The Only Three Reasons My Unit Test Should Fail

When I practice TDD, my goal is to design a system with a test suite that encourages good design and enables confident refactoring. One of the ways I do that is by keeping in mind when a test should fail. Ideally, I only want to see test failures for one of these three reasons:

  1. The unit’s not built yet
  2. The unit’s public interface changes
  3. The unit’s behavior changes

I consider these rules. If they are all true, I must not see a test failure. If any of them are not true, I must see a test failure.

Reason 1: The unit’s not built yet

Of course a test for a thing that doesn’t exist will fail. But this is a failure that I must see for each test at least once. It is how I know the test is actually testing what I think it’s testing. It’s surprisingly easy to write a test for something after it’s built, but write it in a way that it can never actually fail (and is therefore useless). This is one of the reasons why I prefer to write my tests first.

Reason 2: Public Interface Changes

If I am testing an object’s method, and the way I init the object or call the method changes, my test should fail. This seems obvious, but notice that I only want my tests to fail if my public interface changes. I don’t want my tests to depend on private implementation details. This means my tests are a consumer of my internal API. In other words, my tests interact with my code the same way my production code interacts with it. This is what puts good design pressure on my system and is the driving force behind the idea that “code that’s easy to test is easy to write/read/change”. It also keeps my code easier to refactor, which I’ll get to later.

Reason 3: Behavior Changes

If the behavior of my unit changes, my test should fail. This also seems obvious, but again, I want to dig in to what this means for my system.

For example, consider this unit:

class Greeter(object):
  def greet(self, name):
    return "Hello %s" % name

My test might look something like this:

def test_greet_says_hello_to_name(self):
  greeter = Greeter()
  self.assertEqual(greeter.greet("Justin"), "Hello Justin")

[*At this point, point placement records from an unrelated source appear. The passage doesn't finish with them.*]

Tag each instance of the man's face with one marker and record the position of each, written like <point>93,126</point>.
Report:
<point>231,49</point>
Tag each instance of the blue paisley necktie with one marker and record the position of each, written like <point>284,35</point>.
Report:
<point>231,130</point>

If greet changes to write to a display instead of returning a string, this test will fail. That’s good because this is a change in behavior. That change will require a change to any consumer of the unit, and my test is a consumer of that unit just like the production code is.

Confident Refactoring

I use these rules to keep good design pressure on my system and keep things easy to refactor. For example, let’s say we do want to write to a display in that Greeter class. One implementation might look like this:

class Greeter(object):
  def greet(self, name):
    sys.stdout.write("Hello %s" % name)

I often see code like this tested with a mock in this way:

def test_greet_says_hello_to_name(self, stdout):
  greeter = Greeter()
  stdout.write.assert_called_once_with("Hello Justin")

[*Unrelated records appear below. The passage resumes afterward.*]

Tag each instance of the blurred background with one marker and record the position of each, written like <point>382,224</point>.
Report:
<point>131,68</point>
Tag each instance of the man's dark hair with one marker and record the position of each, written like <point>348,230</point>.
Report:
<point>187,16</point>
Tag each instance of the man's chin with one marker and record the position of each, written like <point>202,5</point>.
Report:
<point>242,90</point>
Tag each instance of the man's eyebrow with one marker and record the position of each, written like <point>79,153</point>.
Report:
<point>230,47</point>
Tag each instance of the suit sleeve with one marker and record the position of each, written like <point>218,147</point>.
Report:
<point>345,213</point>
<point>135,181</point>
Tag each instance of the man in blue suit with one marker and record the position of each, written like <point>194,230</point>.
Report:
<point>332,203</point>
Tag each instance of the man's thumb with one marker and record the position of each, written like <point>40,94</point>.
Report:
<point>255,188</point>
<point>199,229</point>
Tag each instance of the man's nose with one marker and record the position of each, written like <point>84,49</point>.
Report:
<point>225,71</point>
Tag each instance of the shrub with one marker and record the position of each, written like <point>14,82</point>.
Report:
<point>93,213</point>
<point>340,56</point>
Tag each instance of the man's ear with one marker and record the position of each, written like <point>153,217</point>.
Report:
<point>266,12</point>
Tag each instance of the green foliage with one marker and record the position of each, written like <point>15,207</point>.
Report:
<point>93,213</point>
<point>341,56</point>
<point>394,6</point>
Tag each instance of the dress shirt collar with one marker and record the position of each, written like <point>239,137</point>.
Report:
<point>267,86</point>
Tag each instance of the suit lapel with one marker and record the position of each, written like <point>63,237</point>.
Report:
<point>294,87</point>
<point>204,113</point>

But this breaks one of my rules: this test is coupled to a private implementation detail of my unit. There’s nothing in my public interface that conveys my usage of sys.stdout yet my test knows to mock exactly that module. If that implementation changes, my test will fail, even though my public interface and the behavior has not changed.

This makes my code hard to refactor. When I’m refactoring, I only want to look at the implementation. I want to be free to change private details without fear of breaking tests (and therefore breaking production code) as long as I’m not changing the behavior or the public interface. That’s not true here. If I change my usage of sys.stdout to something else, I will get a surprising test failure.

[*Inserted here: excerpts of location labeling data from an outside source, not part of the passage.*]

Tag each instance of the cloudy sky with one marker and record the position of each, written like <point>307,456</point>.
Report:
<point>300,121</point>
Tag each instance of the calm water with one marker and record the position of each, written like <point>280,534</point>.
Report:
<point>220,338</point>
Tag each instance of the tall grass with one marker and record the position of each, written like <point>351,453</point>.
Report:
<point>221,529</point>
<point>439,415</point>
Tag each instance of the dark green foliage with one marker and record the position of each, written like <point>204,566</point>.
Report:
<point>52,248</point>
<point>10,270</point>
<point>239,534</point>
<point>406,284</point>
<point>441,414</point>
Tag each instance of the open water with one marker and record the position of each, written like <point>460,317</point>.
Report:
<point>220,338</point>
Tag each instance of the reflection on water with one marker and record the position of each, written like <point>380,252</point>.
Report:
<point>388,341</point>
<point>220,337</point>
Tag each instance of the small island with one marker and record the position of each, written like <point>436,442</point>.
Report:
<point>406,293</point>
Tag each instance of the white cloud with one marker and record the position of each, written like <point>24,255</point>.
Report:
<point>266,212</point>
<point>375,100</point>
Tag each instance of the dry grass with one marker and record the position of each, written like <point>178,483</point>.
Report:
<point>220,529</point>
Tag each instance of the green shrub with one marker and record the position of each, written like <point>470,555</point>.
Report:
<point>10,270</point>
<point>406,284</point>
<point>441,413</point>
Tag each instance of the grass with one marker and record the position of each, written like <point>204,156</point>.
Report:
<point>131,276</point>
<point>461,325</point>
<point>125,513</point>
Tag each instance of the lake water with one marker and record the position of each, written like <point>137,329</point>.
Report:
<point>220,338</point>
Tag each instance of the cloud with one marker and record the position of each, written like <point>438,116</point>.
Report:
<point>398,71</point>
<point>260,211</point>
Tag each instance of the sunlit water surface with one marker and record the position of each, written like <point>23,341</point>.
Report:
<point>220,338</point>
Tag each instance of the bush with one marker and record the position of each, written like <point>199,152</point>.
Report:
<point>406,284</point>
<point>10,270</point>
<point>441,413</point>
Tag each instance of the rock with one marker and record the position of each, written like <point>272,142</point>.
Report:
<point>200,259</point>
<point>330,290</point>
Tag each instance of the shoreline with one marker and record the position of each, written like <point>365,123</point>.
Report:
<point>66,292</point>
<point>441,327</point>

What does this mean? I can’t think of a good way to test this without mocking, but I don’t want to use a mock that breaks a rule, so in this case, I think my test is telling me my design needs improvement. I would choose to fix this by promoting the display object to the public interface. That lets me inject a mock in my test without breaking a rule:

class Greeter(object):
  def __init__(self, display):
    self.display = display

  def greet(self, name):
    self.display.write("Hello %s" % name)

Now my test can still mock the display, but it does it by being a normal consumer of the object, just the same as any production code:

def test_greet_says_hello_to_name(self, stdout):
  display = Mock()
  greeter = Greeter(display)
  display.write.assert_called_once_with("Hello Justin")

Now it is clear that if I change how I print to a display, I will need to update any consumer of the greeter object (including the tests), because the display object is part of the public interface. The rules have led me to a better design that uses the Dependency Inversion Principle.

Only letting my tests use the public interface of my units has given the unit more flexibility outside of my tests, and made it clear to me what is and is not a safe refactoring.